Doc ref: 43009/10 • ECHR ID: 001-115544

Document date: November 29, 2012

Cited paragraphs only

THIRD SECTION

Application no. 43009/10 Khizri AKHADOV against Slovakia lodged on 19 July 2010

STATEMENT OF FACTS

1. The applicant, Mr Khizri Akhadov , is a Russian national, who was born in 1965 and lives in Žilina . He is represented before the Court b y Mr M. Škamla , a lawyer practising in Žilina .

The circumstances of the case

The facts of the case, as submitted by the applicant, may be summarised as follows.

2. On 26 June 2009 the applicant presented himself to the Asylum Authority in Gbely with the intention to apply for asylum in Slovakia . From there, he was escorted to Bratislava Department of Foreigners Police, where he arrived at round 3 p.m. Following a questioning, on the same day, the Foreigners Police decided to detain him. It was found, inter alia , that the applicant was staying in Slovakia without a valid travel document and any lawful title, and despite a previous decision to expel him from Slovakia and ban him from returning there for five years.

3. Under the order of 26 June 2009, the applicant was detained in the Medveďov detention centre.

4. On 13 July 2009 the applicant lodged an application with the Trnava Regional Court ( Krajský súd ) for a judicial review of the order of 26 June 2009, challenging the assessment of the fact and interpretation and application of the law by the police.

5. On 13 August 2009 the claim was dismissed on the basis of the parties ’ written pleadings as well as oral submissions at a haring, at which the applicant had been represented by a lawyer. The applicant himself had neither been present nor invited. The written version of the judgment was sent out on 27 August and served on the applicant on 7 September 2009.

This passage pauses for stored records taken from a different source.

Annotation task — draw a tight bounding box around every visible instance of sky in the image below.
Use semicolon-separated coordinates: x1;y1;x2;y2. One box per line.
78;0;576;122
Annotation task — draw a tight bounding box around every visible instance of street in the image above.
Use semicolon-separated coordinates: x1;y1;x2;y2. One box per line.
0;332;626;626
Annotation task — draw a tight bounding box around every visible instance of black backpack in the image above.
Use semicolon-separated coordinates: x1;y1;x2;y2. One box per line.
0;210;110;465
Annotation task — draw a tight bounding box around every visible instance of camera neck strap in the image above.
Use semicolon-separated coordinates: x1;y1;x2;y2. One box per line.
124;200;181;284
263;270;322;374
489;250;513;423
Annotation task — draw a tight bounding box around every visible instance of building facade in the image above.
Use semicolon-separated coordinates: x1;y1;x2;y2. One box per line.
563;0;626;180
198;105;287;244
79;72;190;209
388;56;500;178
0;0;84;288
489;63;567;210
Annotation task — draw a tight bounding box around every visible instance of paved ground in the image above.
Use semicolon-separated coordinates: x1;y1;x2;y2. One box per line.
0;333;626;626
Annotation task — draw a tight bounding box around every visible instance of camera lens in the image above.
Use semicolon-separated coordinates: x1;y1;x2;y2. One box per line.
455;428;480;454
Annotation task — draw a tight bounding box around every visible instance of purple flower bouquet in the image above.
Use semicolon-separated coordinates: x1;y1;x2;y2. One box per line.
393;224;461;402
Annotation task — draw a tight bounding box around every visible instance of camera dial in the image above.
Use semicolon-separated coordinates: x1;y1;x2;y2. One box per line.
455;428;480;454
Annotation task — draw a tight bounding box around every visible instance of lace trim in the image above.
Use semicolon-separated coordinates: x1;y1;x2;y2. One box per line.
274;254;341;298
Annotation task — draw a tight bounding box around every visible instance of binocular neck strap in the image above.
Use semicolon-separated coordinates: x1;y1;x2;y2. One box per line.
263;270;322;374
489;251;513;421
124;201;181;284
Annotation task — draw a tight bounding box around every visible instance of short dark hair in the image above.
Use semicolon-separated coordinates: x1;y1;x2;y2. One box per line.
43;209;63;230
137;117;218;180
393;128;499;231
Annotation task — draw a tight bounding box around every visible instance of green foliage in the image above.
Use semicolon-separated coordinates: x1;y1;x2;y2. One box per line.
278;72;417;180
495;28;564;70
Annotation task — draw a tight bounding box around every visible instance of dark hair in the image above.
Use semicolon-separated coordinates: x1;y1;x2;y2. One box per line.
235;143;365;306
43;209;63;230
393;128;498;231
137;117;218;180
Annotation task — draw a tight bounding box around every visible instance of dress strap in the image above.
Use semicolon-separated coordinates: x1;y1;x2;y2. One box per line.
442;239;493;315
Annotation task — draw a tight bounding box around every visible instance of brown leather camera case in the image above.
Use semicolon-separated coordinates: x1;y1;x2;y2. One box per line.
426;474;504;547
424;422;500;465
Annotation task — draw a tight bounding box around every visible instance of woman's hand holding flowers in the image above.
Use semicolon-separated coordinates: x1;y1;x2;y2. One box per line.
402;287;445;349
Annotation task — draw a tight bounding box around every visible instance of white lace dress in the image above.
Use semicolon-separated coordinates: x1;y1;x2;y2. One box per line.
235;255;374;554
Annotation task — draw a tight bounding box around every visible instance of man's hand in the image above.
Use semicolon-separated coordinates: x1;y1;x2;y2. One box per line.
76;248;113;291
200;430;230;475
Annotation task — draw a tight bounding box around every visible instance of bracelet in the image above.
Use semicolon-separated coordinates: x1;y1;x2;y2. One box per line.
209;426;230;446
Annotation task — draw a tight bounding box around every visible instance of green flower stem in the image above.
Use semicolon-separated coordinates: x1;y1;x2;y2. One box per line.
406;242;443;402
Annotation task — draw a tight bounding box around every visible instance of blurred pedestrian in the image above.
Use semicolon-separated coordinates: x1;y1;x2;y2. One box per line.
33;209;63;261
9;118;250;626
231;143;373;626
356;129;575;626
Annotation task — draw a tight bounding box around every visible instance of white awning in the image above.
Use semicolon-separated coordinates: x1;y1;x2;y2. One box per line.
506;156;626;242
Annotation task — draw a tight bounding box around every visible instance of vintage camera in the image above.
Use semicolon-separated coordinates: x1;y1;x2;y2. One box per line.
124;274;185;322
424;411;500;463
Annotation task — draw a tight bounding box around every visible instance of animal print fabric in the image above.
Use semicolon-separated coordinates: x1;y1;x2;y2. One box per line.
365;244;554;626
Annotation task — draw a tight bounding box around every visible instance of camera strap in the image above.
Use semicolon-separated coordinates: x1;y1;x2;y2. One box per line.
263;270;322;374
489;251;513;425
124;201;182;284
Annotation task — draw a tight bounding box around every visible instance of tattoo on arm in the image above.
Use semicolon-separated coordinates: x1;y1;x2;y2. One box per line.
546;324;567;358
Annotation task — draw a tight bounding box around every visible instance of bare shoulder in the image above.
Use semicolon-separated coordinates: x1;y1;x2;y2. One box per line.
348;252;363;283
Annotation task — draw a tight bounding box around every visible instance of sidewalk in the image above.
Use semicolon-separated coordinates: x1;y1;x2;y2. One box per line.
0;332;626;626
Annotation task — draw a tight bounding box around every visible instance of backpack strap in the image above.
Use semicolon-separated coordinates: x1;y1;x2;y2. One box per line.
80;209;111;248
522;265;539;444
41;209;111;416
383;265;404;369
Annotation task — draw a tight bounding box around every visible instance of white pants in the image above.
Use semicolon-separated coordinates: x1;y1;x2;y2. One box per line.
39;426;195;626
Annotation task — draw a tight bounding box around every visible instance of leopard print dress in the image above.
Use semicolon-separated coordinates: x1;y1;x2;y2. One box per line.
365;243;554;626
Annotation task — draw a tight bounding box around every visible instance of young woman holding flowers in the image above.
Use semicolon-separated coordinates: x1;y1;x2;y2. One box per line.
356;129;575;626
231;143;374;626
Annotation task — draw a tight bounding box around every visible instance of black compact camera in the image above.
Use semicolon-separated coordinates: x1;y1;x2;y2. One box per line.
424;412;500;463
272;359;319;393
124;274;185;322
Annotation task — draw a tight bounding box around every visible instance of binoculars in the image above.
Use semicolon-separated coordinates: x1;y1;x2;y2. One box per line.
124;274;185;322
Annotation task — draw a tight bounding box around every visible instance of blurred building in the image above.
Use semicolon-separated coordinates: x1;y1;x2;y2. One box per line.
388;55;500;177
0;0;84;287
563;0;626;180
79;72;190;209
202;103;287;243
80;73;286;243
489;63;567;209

6. On 2 November 2009 the applicant lodged a complaint with the Constitutional Court ( Ústavný súd ) relying on Articles 127 of the Constitution (individual complaint) and 5 § 4 (speedy review of the lawfulness of detention) of the Convention and contesting the length of the proceedings in respect of his application of 13 July 2009.

7. On 16 December 2009 the Constitutional Court declared the complaint inadmissible as being manifestly ill founded. It observed that the Regional Court had afforded the police as much as 15 days to submit observations in reply to the applicant ’ s claim and held that such a period was disproportionately long.

However, overall, the decision-making process in respect of the applicant ’ s claim had only lasted 29 days, and not 31 days, as argued by the applicant. In that respect, the Constitutional Court observed that his claim of 13 July 2009 had only reached the Regional Court on 16 July 2009, and that the applicant had constructively learned of the Regional Court ’ s judgement through the intermediary of his lawyer ri ght at the hearing of 13 August 2009, at which the lawyer had been present.

The written version of the Constitutional Court ’ s decision was served on the applicant on 21 January 2010.

COMPLAINT

8. The applicant complains under Article 5 § 4 of the Convention that the length of the proceedings in respect of his claim of 13 July 2009 had been incompatible with the requirement of a “speedy” review.

QUESTIONS TO THE PARTIES

Was the procedure by which the applicant sought to challenge the lawfulness of his detention in conformity with Article 5 § 4 of the Convention?

In particular, did the length of the proceedings in the present case, by which the applicant sought to challenge the lawfulness of his detention, comply with the “speed” requirement of that Article?